François Hollande s’est engagé pendant la campagne présidentielle (7e engagement) à séparer et à réguler les activités bancaires. Le projet de loi est proposé aujourd’hui au Parlement français. Nous le soutenons, il est essentiel pour la pérennité de notre système financier. Mais ce premier pas nécessaire doit être conforté et accompagné. Nous proposons pour cela trois pistes d’amélioration.

Premièrement. Nous devons engager dès à présent un travail au niveau européen, pour que l’initiative française ne reste pas isolée. A défaut, nous pénaliserions notre système bancaire – qui avait mieux résisté que les autres à la crise – sans effets réels sur les risques financiers. Le chemin vers l’existence d’un régulateur unique et puissant à travers l’Autorité bancaire européenne (ABE, adossée à la Banque centrale européenne) sera long, mais nous devons emprunter cette voie dès à présent. L’articulation entre le régulateur (l’ABE) et le prêteur en dernier ressort (la BCE) est indispensable. Pour aller dans ce sens, une commission parlementaire de contact avec les Parlements des pays voisins, et avec le Parlement européen, nous semble primordiale. La France est pionnière dans cette régulation. Elle doit aller de l’avant et proposer que cette réforme d’ampleur soit reprise en Europe.

Deuxièmement. La partie II du projet de loi («Renforcer la capacité d’intervention des autorités publiques lors d’une crise bancaire et protéger les dépôts de chaque Français») est satisfaisante dans la mesure où elle traite de la question de l’aléa moral. Elle permet un système de sanctions couplé à une régulation très puissante : en cas de mauvaise gestion, l’Autorité de contrôle prudentiel des banques et des assurances (ACP) verra ses pouvoirs renforcés (révocation des dirigeants, possibilité de nomination d’administrateurs provisoires, mises en paiement des actionnaires…). Et surtout, le système bancaire devra assurer ses propres erreurs, sans recours aux contribuables.

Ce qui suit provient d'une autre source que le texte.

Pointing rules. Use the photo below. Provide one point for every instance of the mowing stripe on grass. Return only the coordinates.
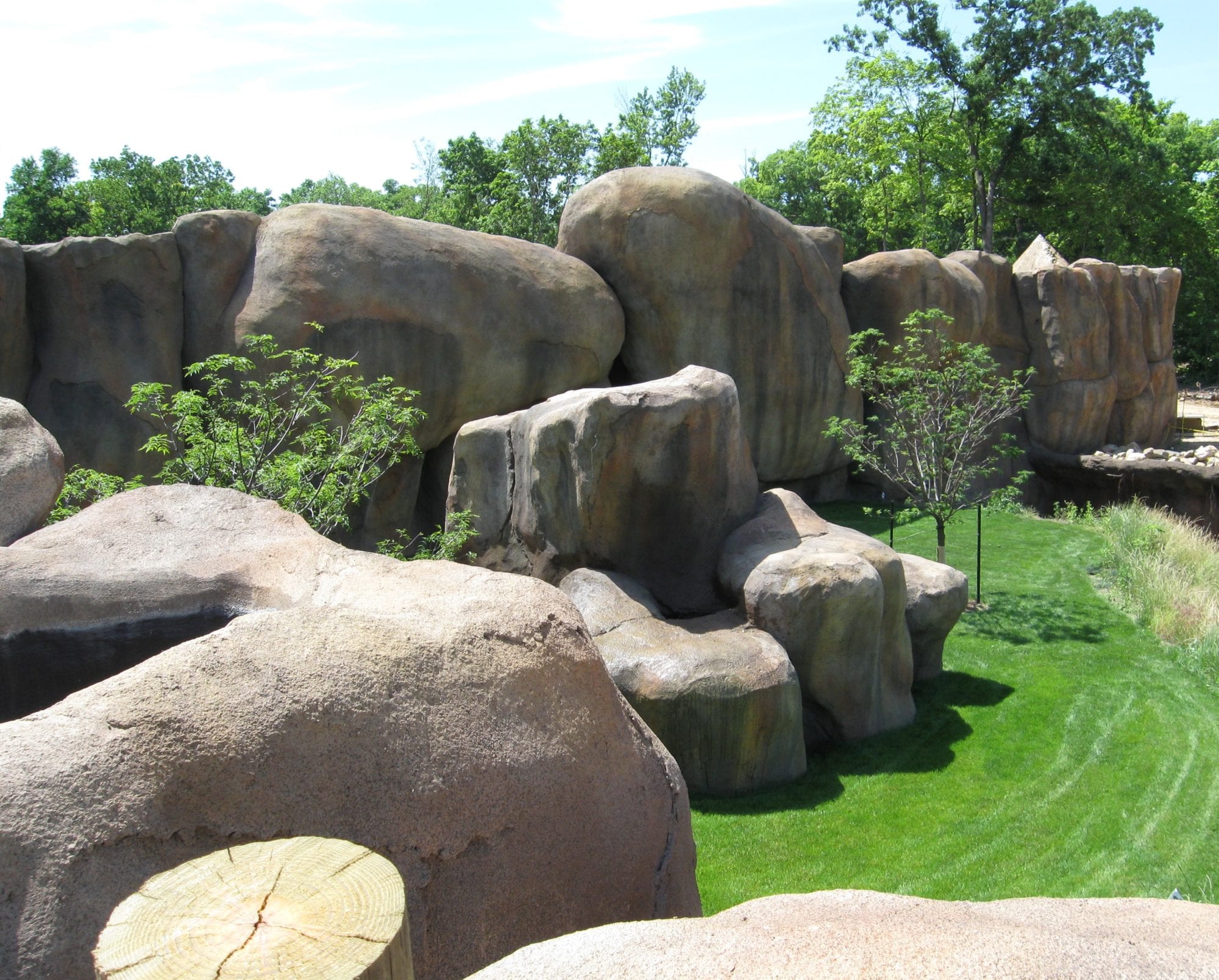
(1064, 753)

En revanche, nous devons aller plus loin dans la première partie du projet de loi. Si nous ne sommes pas pour la séparation pure et simple des activités bancaires, nous sommes favorables à un processus de filialisation accentué. Distinguer les activités en créant des filiales pour la gestion pour compte propre est majeur. Mais la filialisation doit aller jusqu’aux dirigeants : le management doit être différencié entre la banque de détail et celle d’investissement. Quant aux activités de la filiale «ségrégée», celles-ci doivent pouvoir être définies moins du fait de leur taille (la moyenne française des fonds gérés pour compte propre s’établit à 5 % quand elle est de 15 % pour Goldman Sachs) qu’à raison de la nature de leurs activités et ce périmètre doit pouvoir être adapté en fonction de l’évolution des risques systémiques.

Troisièmement. La stabilité du système bancaire et financier passe par un système de régulation puissant. Les ratios prudentiels (à travers les normes prudentielles dites Bâle II et, demain, Bâle III), le couplage de la rémunération des traders à des objectifs de long terme, la capacité à contrôler précisément une activité bancaire sont autant de leviers qui contribuent à assurer la pérennité du système. L’Autorité de contrôle prudentiel (ACP) et, demain, le régulateur européen doivent avoir les moyens de nos ambitions, à savoir davantage d’inspecteurs, d’auditeurs par établissement de crédit ou d’assurance contrôlé. Osons prévoir les moyens de notre ambition. Rappelons que la «dangerosité» d’une banque ne dépend ni de la nature de ses activités ni de sa taille, mais de la manière dont elle gère les risques.

La régulation bancaire passe, comme au siècle dernier avec le Glass-Steagall Act, par une régulation fondée sur la distinction entre activités utiles à l’économie et activités spéculatives des institutions financières. Une régulation qui sera d’abord européenne si elle veut être efficace, et mondiale si elle veut être opportune.